Pathway-based protein-protein association network to explore mechanism of α-glucosidase inhibitors from Scutellaria baicalensis Georgi against type 2 diabetes.

Abstract

Natural products have been widely used in the treatment of type 2 diabetes (T2D). However, their mechanisms are often obscured due to multi‐components and multi‐targets. The authors constructed a pathway‐based protein–protein association (PPA) network for target proteins of 13 α‐glucosidase inhibitors (AGIs) identified from Scutellaria baicalensis Georgi (SBG), designed to explore the underlying mechanisms. This network contained 118 nodes and 1167 connections. An uneven degree distribution and small‐world property were observed, characterised by high clustering coefficient and short average path length. The PPA network had an inherent hierarchy as C(k)∼k −0.71. It also exhibited potential weak disassortative mixing pattern, coupled with a decreased function Knn (k) and negative value of assortativity coefficient. These properties indicated that a few nodes were crucial to the network. PGH2, GNAS, MAPK1, MAPK3, PRKCA, and MAOA were then identified as key targets with the highest degree values and centrality indices.

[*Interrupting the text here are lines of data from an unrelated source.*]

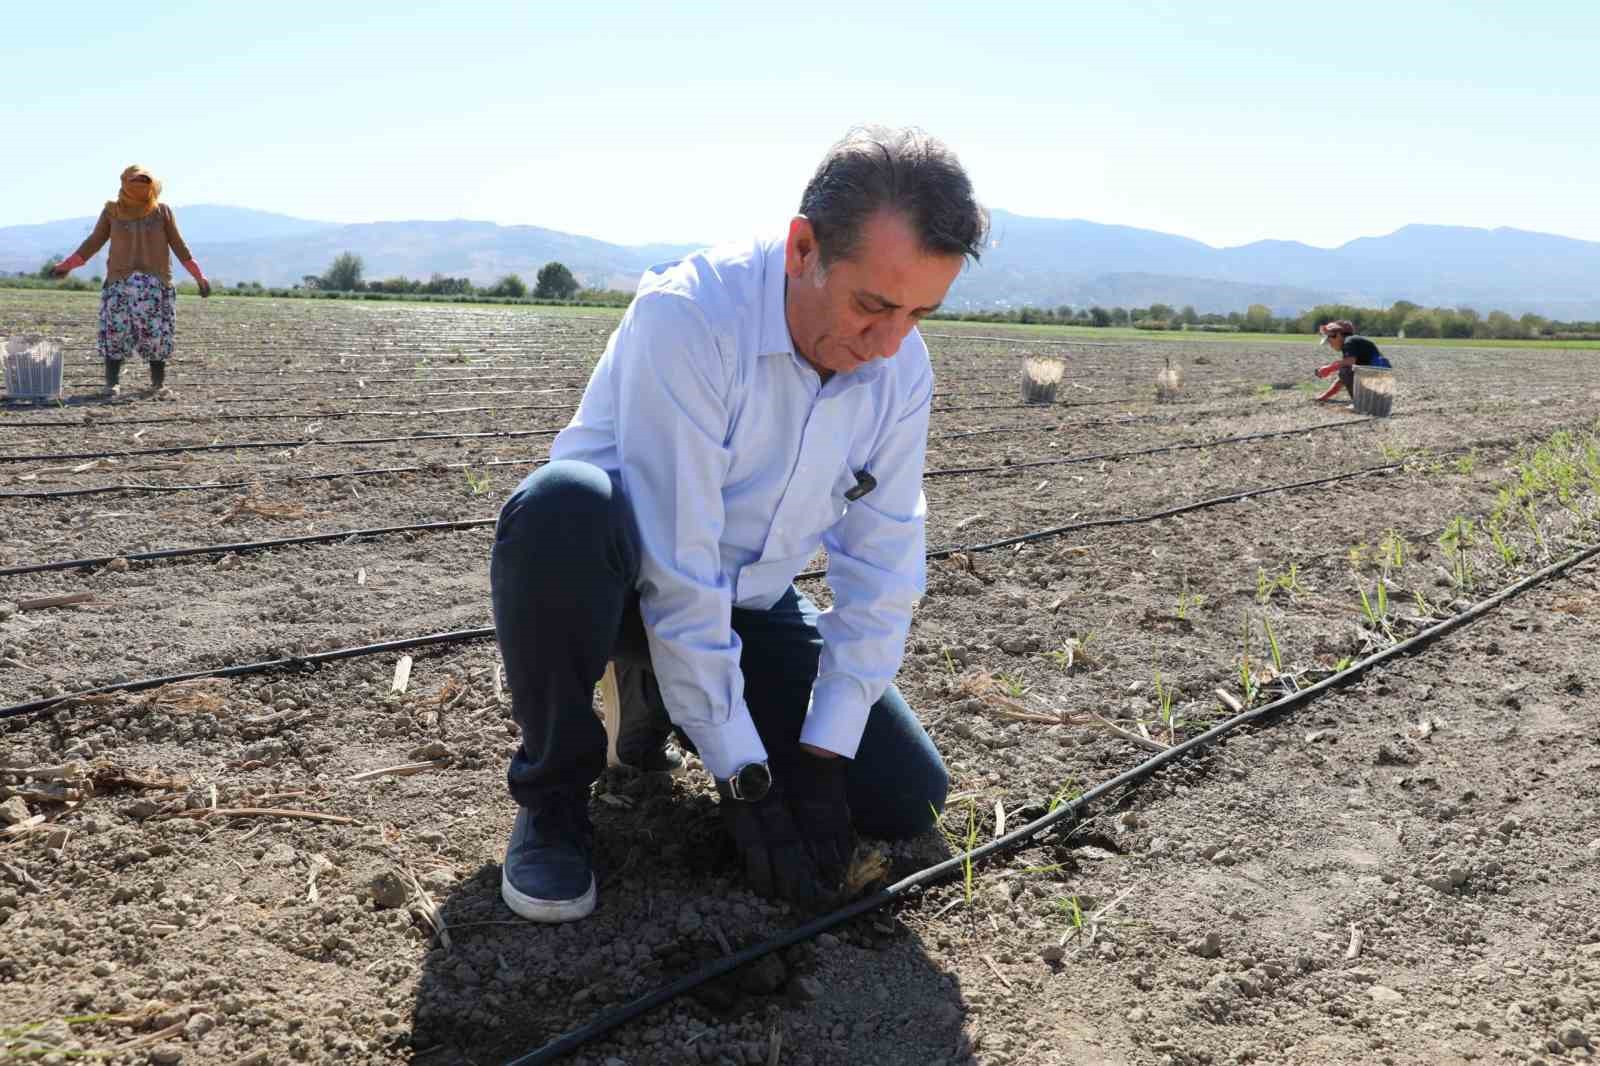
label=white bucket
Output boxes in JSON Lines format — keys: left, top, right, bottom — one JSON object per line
{"left": 1351, "top": 366, "right": 1395, "bottom": 417}
{"left": 2, "top": 337, "right": 65, "bottom": 403}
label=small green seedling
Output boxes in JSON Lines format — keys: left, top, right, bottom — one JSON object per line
{"left": 1262, "top": 616, "right": 1283, "bottom": 675}
{"left": 1154, "top": 669, "right": 1180, "bottom": 742}
{"left": 464, "top": 469, "right": 492, "bottom": 495}
{"left": 1046, "top": 780, "right": 1081, "bottom": 814}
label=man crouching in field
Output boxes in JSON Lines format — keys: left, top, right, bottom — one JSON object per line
{"left": 489, "top": 126, "right": 988, "bottom": 922}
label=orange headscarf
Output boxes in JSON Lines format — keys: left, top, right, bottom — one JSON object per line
{"left": 108, "top": 165, "right": 163, "bottom": 221}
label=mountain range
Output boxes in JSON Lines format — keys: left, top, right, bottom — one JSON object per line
{"left": 4, "top": 205, "right": 1598, "bottom": 319}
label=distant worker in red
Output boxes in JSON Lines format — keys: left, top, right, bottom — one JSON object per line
{"left": 1313, "top": 319, "right": 1391, "bottom": 403}
{"left": 50, "top": 166, "right": 211, "bottom": 397}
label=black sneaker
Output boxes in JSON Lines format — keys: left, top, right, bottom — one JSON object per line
{"left": 600, "top": 662, "right": 685, "bottom": 773}
{"left": 500, "top": 791, "right": 596, "bottom": 923}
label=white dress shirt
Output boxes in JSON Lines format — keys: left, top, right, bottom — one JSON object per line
{"left": 548, "top": 235, "right": 931, "bottom": 779}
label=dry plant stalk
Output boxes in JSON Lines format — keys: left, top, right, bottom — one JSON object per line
{"left": 218, "top": 490, "right": 307, "bottom": 524}
{"left": 1021, "top": 357, "right": 1066, "bottom": 403}
{"left": 137, "top": 678, "right": 230, "bottom": 715}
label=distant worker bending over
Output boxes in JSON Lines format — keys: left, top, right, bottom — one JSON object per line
{"left": 51, "top": 165, "right": 211, "bottom": 398}
{"left": 489, "top": 126, "right": 987, "bottom": 922}
{"left": 1313, "top": 319, "right": 1391, "bottom": 403}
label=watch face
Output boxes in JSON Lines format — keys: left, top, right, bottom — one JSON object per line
{"left": 736, "top": 761, "right": 772, "bottom": 802}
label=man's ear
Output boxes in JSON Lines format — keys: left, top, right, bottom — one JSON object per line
{"left": 785, "top": 216, "right": 818, "bottom": 280}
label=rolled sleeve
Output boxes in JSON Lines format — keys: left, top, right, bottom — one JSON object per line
{"left": 803, "top": 362, "right": 932, "bottom": 757}
{"left": 614, "top": 292, "right": 767, "bottom": 779}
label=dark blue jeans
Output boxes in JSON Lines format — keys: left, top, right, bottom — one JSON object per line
{"left": 489, "top": 460, "right": 948, "bottom": 839}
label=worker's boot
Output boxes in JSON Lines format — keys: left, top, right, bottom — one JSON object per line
{"left": 103, "top": 358, "right": 122, "bottom": 398}
{"left": 149, "top": 360, "right": 167, "bottom": 396}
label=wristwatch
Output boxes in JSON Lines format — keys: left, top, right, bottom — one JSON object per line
{"left": 720, "top": 760, "right": 773, "bottom": 803}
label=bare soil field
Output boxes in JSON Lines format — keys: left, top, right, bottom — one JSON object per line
{"left": 3, "top": 290, "right": 1599, "bottom": 1066}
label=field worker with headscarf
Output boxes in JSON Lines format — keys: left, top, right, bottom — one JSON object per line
{"left": 490, "top": 126, "right": 986, "bottom": 923}
{"left": 1313, "top": 318, "right": 1391, "bottom": 403}
{"left": 51, "top": 166, "right": 211, "bottom": 397}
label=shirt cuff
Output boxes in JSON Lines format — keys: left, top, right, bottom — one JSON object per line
{"left": 681, "top": 704, "right": 768, "bottom": 780}
{"left": 799, "top": 674, "right": 872, "bottom": 758}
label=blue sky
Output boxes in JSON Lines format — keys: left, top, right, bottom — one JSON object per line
{"left": 10, "top": 1, "right": 1599, "bottom": 248}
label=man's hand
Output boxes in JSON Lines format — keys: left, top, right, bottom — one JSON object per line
{"left": 50, "top": 263, "right": 70, "bottom": 279}
{"left": 196, "top": 277, "right": 211, "bottom": 298}
{"left": 717, "top": 779, "right": 828, "bottom": 911}
{"left": 778, "top": 751, "right": 852, "bottom": 891}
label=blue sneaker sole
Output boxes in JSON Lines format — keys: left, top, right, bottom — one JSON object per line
{"left": 501, "top": 866, "right": 596, "bottom": 923}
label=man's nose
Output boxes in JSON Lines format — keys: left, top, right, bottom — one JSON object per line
{"left": 862, "top": 315, "right": 912, "bottom": 359}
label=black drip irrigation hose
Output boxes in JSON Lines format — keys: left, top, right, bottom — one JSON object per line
{"left": 0, "top": 413, "right": 1299, "bottom": 500}
{"left": 0, "top": 399, "right": 584, "bottom": 430}
{"left": 0, "top": 628, "right": 495, "bottom": 723}
{"left": 0, "top": 459, "right": 1412, "bottom": 715}
{"left": 0, "top": 454, "right": 547, "bottom": 501}
{"left": 796, "top": 459, "right": 1405, "bottom": 581}
{"left": 0, "top": 518, "right": 496, "bottom": 578}
{"left": 922, "top": 416, "right": 1372, "bottom": 478}
{"left": 0, "top": 427, "right": 563, "bottom": 465}
{"left": 920, "top": 331, "right": 1123, "bottom": 348}
{"left": 504, "top": 538, "right": 1600, "bottom": 1065}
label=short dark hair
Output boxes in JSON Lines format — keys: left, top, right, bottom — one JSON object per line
{"left": 799, "top": 125, "right": 988, "bottom": 268}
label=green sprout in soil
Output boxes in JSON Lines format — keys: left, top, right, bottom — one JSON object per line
{"left": 1047, "top": 632, "right": 1098, "bottom": 674}
{"left": 1378, "top": 529, "right": 1409, "bottom": 572}
{"left": 1455, "top": 451, "right": 1477, "bottom": 475}
{"left": 1438, "top": 516, "right": 1477, "bottom": 591}
{"left": 1487, "top": 517, "right": 1519, "bottom": 566}
{"left": 1046, "top": 779, "right": 1082, "bottom": 814}
{"left": 997, "top": 674, "right": 1028, "bottom": 699}
{"left": 1153, "top": 669, "right": 1181, "bottom": 742}
{"left": 464, "top": 469, "right": 492, "bottom": 495}
{"left": 1256, "top": 563, "right": 1304, "bottom": 604}
{"left": 1238, "top": 615, "right": 1259, "bottom": 706}
{"left": 1056, "top": 893, "right": 1086, "bottom": 938}
{"left": 1358, "top": 579, "right": 1395, "bottom": 641}
{"left": 942, "top": 648, "right": 959, "bottom": 676}
{"left": 933, "top": 798, "right": 981, "bottom": 905}
{"left": 1262, "top": 616, "right": 1284, "bottom": 675}
{"left": 1176, "top": 581, "right": 1205, "bottom": 621}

Additionally, a core subnetwork showed that chrysin, 5,8,2′‐trihydroxy‐7‐methoxyflavone, and wogonin were the main active constituents of these AGIs, and that the serotonergic synapse pathway was the critical pathway for SBG against T2D. The application of a pathway‐based protein–protein association network provides a novel strategy to explore the mechanisms of natural products on complex diseases.